Zitat von: hf4om in 08.07.2026 07:19ist denn schon etwas über das Gesetzgebungsverfahren bekannt oder kommt die Vorlaufzeit von knapp einem Jahr (war ja schon vor den TV-L Verhandlungen als man uns unsere Wertschätzung ausgedrückt hat) zu überraschend, sodass wir wieder mal damit rechnen können, einige Monate später erst unser Geld zu kriegen?

Bitte den Thread lesen.

Dichtgestalt

Zitat von: eVo in 07.07.2026 21:08Wie sich Bayern seine ,,verfassungskonforme" Besoldung schönrechnet

Füracker sagt, die bayerische Besoldung sei verfassungskonform, ,,nach fachlich fundierten Berechnungen auf Basis aller verfügbaren Daten". Man muss die Zahlen aus der Antwort auf die Anfrage Drs. 19/11335 nur mal mit den amtlichen Quellen abgleichen, um zu sehen: ,,alle verfügbaren Daten" heißt hier ,,die, die am besten passen". Drei Punkte.

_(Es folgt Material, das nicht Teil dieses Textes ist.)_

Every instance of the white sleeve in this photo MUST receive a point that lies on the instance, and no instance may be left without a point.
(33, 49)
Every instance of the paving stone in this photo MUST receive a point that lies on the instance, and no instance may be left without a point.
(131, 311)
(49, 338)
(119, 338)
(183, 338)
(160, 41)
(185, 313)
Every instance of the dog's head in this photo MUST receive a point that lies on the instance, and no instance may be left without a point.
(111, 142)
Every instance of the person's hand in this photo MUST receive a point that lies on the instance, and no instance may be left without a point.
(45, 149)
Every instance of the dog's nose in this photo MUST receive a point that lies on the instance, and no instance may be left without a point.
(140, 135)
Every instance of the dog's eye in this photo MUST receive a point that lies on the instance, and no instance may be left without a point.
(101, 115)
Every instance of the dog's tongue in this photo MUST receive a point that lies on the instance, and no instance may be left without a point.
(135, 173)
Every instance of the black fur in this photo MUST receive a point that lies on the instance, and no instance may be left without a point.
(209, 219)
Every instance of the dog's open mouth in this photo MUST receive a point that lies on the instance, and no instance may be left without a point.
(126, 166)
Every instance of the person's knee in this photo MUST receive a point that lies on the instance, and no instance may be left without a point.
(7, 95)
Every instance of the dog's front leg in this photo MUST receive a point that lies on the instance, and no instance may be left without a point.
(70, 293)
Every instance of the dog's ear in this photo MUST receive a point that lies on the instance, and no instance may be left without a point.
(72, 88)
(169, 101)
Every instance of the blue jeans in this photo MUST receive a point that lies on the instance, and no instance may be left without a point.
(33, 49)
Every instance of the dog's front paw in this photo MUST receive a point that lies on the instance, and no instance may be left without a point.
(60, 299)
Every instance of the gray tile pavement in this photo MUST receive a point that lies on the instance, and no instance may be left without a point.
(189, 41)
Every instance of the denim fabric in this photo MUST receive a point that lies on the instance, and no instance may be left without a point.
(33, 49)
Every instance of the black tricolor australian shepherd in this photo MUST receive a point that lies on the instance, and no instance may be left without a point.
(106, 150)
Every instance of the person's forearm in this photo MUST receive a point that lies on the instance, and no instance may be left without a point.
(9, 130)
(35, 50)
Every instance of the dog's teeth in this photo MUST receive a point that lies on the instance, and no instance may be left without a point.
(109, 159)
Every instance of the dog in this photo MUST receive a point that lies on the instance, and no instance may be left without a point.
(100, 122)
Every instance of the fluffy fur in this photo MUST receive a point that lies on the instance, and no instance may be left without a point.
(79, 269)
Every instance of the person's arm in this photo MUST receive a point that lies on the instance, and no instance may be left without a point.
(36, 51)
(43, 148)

1. Das Median-Einkommen wird kleingerechnet.
Die Antwort setzt für 2025 ein Äquivalenzeinkommen von 2.388,76€ an (S. 4). Woher der Wert kommt, verrät die Regierung selbst (S. 3): Sie nimmt den 2024er-Wert und schreibt ihn ,,mangels verfügbarer statistischer Daten" um 2,94 % fort. 2.320,54 € × 1,0294 = 2.388,76 €. Sauber gerechnet.
Dumm nur: Die Daten sind seit Mai verfügbar. Dieselbe amtliche Statistik weist für Bayern 2025 einen Ist-Wert von 2.420,48 € aus (Mikrozensus 2025, Tabelle A7.1 der Statistischen Ämter). Man rechnet also mit einer Prognose, die 32 € im Monat unter dem echten Wert liegt. Mit dem tatsächlichen Wert läge die Prekaritätsschwelle rund 700 € höher im Jahr — und der stolz verkündete Puffer von ,,fast 3.300 Euro" schrumpft entsprechend.

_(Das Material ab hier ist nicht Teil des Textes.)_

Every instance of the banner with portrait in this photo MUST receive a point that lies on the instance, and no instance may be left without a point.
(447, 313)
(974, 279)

2. Der Krankenkassenbeitrag halbiert sich — je nachdem, was gerade gebraucht wird.
Hier wird's dreist. Für exakt denselben Beamten — A3/Stufe 2, verheiratet, zwei Kinder — setzt die Regierung völlig unterschiedliche KV-Beiträge an:

Aktuelle Anfrage (Drs. 19/11335, S. 4), wo ein hohes Netto den Abstand zur Schwelle vergrößern soll: 4.178,28 €.
Gesetzentwurf 2024/2025 (Drs. 19/1555, S. 50), 7.764,00 €.

Über 3.500 € Unterschied, gleicher Beamtentyp, ein einziger Abzugsposten. Und zufällig immer genau in die Richtung, die man gerade braucht. Ja, es sind zwei verschiedene Prüfmaßstäbe — aber der PKV-Beitrag einer A3-Familie ändert sich nicht dadurch, welchen Verfassungstest man gerade fährt. Welcher Tarif hinter den 4.178 € steckt? Steht nicht drin. Frage 1.3 wollte genau das wissen.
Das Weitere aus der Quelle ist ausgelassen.